Site Reliability Engineer

Feedzai
Summary
Join Feedzai's Platform Engineering Performance & Reliability team and contribute to the optimization of existing systems, infrastructure building, and automation. You will manage the complex challenges of scale in Feedzai's fraud detection mission, collaborating with talented platform engineers on complexity analysis and large-scale system design. The role involves developing automation, tooling, and platforms supporting Feedzai's cloud service. You will provide recommendations on capacity allocation, work with product teams to improve system performance and reliability, and participate in incident response and root cause investigation. This position requires experience in distributed systems, cloud services, and programming languages like Go or Python. Feedzai offers a fast-paced, collaborative environment with opportunities for continuous learning.
Requirements
- A bachelor's degree in Computer Science, Information Systems, or the equivalent combination of education, experience, and training
- Programming skills (Go, Python or similar languages)

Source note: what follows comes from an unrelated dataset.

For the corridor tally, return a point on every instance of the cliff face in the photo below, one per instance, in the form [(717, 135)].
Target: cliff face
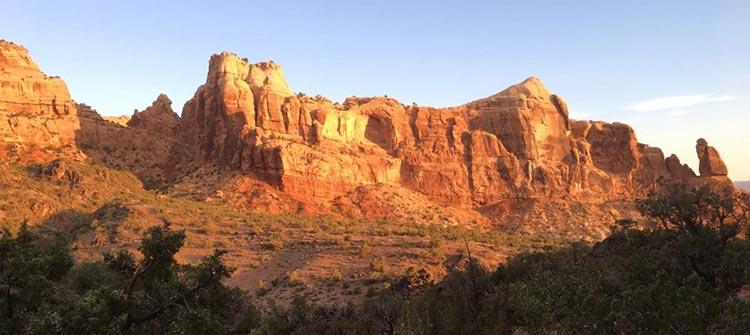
[(34, 108), (517, 143), (514, 159)]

- 2+ years of experience in data structures, algorithms, programming, asynchronous & multithreaded designs
- 2+ years of experience with building scalable and distributed cloud services
- 2+ years operating production environments
- 1+ years of experience in cross team collaboration within a supportive role
- Self-driven & motivated, with a strong work ethic and a passion for problem solving
- Systematic problem-solving approach, coupled with effective verbal and written communication skills
- Experience being oncall
Responsibilities
- Provide recommendations about capacity allocation considering cost, resilience and performance
- Work together with product teams to support best practices and drive improvements on systems performance and reliability before and after they go live
- Development with Go, Python or similar languages
- Automate all aspects of cloud infrastructure and incident response
- Develop playbooks related to actionable alerts
- Participate in incident response, root cause investigation and resolution
- Maintain and develop our infrastructure as code (IaC) to manage and operate end-to-end lifecycle operations (monitoring, alerting, security, cost optimization, configuration, backup, etc.) in production environments
- Utilize your experience and problem solving skills to help prevent and investigate production issues
Preferred Qualifications
- Experience with monitoring & Observability stacks such as Grafana and Prometheus
- Kubernetes, Cloud and Hashicorp experience is valued
- Knowledge or experience with AWS or GCP